The SMILES strings for these 2,046 metabolites were parsed using the RDKit, and stereochemistry was removed. Salts and solvents were removed by splitting molecules into fragments and retaining only the heaviest fragment containing at least three heavy atoms, using code adapted from the Mol2vec package62. Charged molecules were neutralized using code adapted from the RDKit Cookbook, after which duplicate SMILES (for instance, stereoisomers or alternatively charged forms of the same molecule) were discarded. Molecules with atoms other than Br, C, Cl, F, H, I, N, O, P or S were removed, and molecules were converted to their canonical SMILES representations. The resulting canonical SMILES were then tokenized by splitting the SMILES string into its constituent characters, except for atomic symbols composed of 2 characters (Br, Cl) and environments within square brackets, (such as [nH]), and any SMILES containing tokens found in 10 or fewer structures was removed, on the basis that a language model was unlikely to learn how to use these tokens correctly from such a small number of training examples. Metabolites were subsequently split into ten training folds, each with 10% of the structures withheld, and data augmentation was then performed on each fold by enumeration of 30 non-canonical SMILES for each canonical SMILES string63. This approach takes advantage of the fact that a single chemical structure can be represented by multiple different SMILES strings, and was used here on the basis of previous studies showing that this data augmentation procedure led to more robust chemical language models, particularly when training these models on small datasets64,65.

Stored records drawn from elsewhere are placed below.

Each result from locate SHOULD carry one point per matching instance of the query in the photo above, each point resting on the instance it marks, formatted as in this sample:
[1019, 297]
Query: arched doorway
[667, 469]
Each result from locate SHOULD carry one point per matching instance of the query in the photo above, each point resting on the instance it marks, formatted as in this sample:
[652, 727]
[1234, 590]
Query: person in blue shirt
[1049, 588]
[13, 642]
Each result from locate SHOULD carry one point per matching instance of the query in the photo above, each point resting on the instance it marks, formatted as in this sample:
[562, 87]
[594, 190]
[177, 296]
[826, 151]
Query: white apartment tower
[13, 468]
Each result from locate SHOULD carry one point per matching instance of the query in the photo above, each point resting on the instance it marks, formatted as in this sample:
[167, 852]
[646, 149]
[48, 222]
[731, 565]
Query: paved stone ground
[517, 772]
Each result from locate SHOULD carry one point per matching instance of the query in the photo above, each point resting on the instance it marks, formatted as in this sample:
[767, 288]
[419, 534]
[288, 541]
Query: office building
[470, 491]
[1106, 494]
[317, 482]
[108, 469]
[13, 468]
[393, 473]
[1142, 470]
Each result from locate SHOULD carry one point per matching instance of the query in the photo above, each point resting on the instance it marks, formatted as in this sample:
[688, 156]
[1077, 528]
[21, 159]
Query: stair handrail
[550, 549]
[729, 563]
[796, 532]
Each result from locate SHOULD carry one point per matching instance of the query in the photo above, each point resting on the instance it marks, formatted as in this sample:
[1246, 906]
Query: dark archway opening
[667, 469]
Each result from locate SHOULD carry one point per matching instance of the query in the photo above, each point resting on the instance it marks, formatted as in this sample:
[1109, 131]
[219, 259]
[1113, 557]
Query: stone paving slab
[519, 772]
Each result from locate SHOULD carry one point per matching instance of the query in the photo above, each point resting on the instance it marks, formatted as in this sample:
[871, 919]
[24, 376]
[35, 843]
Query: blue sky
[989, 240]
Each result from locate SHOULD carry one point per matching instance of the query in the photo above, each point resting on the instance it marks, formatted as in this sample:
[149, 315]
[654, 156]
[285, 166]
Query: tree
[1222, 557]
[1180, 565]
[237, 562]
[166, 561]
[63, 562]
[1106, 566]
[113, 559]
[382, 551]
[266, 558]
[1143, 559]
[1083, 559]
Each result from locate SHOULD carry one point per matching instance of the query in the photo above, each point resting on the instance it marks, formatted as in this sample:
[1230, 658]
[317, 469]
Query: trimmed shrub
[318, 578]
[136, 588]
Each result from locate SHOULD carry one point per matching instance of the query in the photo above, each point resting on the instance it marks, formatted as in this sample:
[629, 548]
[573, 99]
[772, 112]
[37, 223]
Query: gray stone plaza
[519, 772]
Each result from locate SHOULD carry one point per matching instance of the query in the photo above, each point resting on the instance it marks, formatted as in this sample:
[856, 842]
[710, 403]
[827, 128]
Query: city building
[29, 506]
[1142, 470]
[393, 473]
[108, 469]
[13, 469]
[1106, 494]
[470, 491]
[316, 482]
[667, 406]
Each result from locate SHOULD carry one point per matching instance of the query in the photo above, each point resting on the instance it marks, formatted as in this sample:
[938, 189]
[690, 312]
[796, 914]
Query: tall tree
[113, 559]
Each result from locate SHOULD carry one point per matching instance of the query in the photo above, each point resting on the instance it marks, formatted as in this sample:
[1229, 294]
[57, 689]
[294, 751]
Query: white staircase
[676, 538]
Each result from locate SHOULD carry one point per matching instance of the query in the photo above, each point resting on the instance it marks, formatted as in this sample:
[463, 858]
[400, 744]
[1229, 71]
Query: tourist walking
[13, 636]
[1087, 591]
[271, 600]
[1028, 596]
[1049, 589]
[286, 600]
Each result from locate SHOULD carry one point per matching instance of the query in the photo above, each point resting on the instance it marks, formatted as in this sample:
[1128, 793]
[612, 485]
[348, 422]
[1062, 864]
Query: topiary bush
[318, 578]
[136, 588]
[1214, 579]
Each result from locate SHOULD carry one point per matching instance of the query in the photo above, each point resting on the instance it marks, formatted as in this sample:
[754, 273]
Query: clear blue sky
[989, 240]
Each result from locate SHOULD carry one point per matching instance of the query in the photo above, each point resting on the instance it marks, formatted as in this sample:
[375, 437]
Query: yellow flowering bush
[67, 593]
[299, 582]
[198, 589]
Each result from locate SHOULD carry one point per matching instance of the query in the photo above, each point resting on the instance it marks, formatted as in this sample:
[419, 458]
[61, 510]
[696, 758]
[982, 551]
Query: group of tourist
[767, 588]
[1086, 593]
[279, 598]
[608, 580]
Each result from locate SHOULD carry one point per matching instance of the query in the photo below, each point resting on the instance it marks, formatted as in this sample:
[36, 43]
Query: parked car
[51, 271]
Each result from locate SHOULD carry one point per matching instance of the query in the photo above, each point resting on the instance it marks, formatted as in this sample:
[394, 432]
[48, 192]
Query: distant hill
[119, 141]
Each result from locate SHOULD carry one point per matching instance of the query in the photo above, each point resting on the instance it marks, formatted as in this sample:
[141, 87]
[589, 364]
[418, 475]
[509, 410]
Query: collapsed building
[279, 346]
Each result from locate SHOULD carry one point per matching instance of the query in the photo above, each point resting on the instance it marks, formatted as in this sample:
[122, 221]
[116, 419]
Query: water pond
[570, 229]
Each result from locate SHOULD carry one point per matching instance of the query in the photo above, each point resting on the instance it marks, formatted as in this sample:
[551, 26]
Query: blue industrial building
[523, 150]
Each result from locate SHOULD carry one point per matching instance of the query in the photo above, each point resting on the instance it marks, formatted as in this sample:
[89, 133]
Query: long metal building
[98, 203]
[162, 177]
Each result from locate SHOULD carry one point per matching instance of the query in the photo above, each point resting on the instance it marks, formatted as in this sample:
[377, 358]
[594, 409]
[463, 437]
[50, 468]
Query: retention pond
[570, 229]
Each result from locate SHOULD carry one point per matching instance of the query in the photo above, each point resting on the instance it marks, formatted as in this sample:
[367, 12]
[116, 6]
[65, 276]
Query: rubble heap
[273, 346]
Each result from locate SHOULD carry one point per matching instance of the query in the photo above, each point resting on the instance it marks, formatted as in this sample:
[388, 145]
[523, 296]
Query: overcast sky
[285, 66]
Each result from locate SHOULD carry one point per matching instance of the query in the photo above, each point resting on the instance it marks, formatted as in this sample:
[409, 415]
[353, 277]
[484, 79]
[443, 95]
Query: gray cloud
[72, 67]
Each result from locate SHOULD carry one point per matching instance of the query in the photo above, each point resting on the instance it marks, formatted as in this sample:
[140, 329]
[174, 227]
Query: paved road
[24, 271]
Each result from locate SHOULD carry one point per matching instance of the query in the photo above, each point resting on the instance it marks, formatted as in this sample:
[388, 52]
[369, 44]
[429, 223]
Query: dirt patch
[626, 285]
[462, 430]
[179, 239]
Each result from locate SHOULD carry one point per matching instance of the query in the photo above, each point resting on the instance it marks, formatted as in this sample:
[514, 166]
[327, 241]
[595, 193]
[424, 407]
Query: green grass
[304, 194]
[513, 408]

To prospectively evaluate DeepMet predictions, we obtained the structures of a further 313 experimentally detected metabolites that were added to version 5.0 of the HMDB26. These metabolites were extracted by applying the same filters as described above (except the removal of lipids) to the metabolite XML file from version 5.0, and then removing structures also found in the version 4.0. We additionally removed several thousand exogenous and largely synthetic compounds that had been identified through a text mining approach66.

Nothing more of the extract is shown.